Defect of the Month

December, 2020
Bubbly Way
When seeds (i.e. bubbles) are created via normal melting processes, they are usually found randomly distributed throughout a container. In contrast, this bubbly streak was formed by reactions between the hot glass and a contaminant, visible as a faint grey band. Investigation into this stone outbreak suggested that the problem was contamination of the internal cullet supply, highlighting the importance of keeping non-glass waste material out of the cullet bins.
November, 2020
Percussion Cone (Bruise)
Percussion Cones also known as Bruises are usually caused by mechanical damage with the source mechanism being a blunt, hard object pressed into the surface under perpendicular directed force. They are strength reducing flaws. As the radius of contact area decreases both the stress level and potential for damage increases. A percussion cone is usually identified by the form of circular ring cracks and crushed glass often on the outside surface near the center of the circle.
October, 2020
Flying Bug
This summer in Western Pennsylvania we have had to contend with mosquitos, flies, bees, hornets, and now these flying bugs. The bug-like inclusion shown here is a common crystalline devitrification stone called Beta Wollastonite. Wollastonite is composed of calcium silicate and will form in cooler areas of the furnace and forehearth. It typically crystallizes into large prisms that produce vivid retardation colors in polarized light.
September, 2020
Chromite
This sea green stone actually started as a grass-green colorant.
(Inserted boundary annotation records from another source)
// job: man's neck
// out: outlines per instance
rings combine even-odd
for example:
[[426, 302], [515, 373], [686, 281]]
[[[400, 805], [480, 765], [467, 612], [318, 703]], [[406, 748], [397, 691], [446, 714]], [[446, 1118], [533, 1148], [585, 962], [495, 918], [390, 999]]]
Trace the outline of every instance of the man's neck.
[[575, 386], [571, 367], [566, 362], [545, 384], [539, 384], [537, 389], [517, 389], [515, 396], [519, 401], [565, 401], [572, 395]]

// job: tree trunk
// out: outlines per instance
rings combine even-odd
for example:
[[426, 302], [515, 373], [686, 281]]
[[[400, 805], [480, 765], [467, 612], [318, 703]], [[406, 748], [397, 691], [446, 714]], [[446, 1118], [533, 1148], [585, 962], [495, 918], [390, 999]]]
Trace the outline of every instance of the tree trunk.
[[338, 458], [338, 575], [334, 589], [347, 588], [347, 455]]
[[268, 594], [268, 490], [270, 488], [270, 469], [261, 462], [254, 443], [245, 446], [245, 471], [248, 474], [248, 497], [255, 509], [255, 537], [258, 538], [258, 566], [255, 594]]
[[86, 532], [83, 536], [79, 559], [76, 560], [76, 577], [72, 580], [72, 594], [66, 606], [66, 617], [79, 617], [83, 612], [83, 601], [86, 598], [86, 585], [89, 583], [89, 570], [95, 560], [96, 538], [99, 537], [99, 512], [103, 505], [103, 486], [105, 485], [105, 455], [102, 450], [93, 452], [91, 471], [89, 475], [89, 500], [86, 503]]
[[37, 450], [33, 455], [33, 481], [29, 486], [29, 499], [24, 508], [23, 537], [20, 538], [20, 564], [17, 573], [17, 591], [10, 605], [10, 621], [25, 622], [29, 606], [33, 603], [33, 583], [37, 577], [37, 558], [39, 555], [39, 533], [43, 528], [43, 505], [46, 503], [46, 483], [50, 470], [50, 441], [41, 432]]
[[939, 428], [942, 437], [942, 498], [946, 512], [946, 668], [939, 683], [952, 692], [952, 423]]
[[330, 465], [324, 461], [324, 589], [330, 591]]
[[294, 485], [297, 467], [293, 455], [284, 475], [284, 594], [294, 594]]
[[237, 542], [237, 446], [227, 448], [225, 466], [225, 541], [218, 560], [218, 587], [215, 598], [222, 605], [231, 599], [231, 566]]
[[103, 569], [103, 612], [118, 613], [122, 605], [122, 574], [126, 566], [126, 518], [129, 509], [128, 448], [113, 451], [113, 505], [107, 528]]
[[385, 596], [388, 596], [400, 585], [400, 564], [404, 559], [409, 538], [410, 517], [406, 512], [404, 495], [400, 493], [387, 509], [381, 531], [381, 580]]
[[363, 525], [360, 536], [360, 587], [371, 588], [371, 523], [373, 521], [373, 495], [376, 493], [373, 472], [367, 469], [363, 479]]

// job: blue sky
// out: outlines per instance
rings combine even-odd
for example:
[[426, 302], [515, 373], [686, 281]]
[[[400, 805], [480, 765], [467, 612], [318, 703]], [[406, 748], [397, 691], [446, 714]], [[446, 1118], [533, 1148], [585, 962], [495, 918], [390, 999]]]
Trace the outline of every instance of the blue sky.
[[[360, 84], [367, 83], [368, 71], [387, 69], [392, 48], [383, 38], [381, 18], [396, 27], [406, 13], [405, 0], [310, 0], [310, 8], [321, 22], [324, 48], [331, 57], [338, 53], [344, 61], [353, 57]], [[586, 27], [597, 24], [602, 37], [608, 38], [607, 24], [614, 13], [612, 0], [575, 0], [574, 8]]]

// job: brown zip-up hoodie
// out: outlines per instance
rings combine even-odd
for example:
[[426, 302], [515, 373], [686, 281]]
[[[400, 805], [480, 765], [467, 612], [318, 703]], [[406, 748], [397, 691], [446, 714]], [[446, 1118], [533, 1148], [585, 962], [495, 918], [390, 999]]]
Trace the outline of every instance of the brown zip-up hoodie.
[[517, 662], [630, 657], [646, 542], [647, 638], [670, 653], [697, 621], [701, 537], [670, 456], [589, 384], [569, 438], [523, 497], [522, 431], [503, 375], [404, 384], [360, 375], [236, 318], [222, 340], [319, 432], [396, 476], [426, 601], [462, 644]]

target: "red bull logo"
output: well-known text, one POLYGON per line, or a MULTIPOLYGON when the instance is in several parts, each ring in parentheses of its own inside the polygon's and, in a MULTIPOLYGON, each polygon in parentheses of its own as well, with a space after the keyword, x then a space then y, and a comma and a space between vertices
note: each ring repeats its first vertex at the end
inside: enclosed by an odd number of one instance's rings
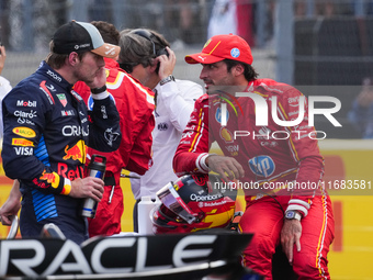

Chromic oxide, is a batch additive used to make green glass. It can form inclusions due to insufficient melting or mixing. Excessive moisture or humidity may have caused it to agglomerate. Chromic oxide stones are difficult to melt and therefore should not be returned to the cullet supply.
August, 2020
Nazca Desert Drawings
In the Kingdom of the Crystal Skull, Indiana Jones used (real) giant desert drawings to locate the (fictional) city of Akator. The unusual markings at the fracture origin shown here bear an eerie resemblance to the drawings created by the Nazcas, and are similarly shrouded in mystery. This particular origin was found at the inside knuckle of a glass container along with embedded material. Elemental analysis showed that the metal particulate was composed primarily of nickel and iron, likely caused by degradation of the plunger.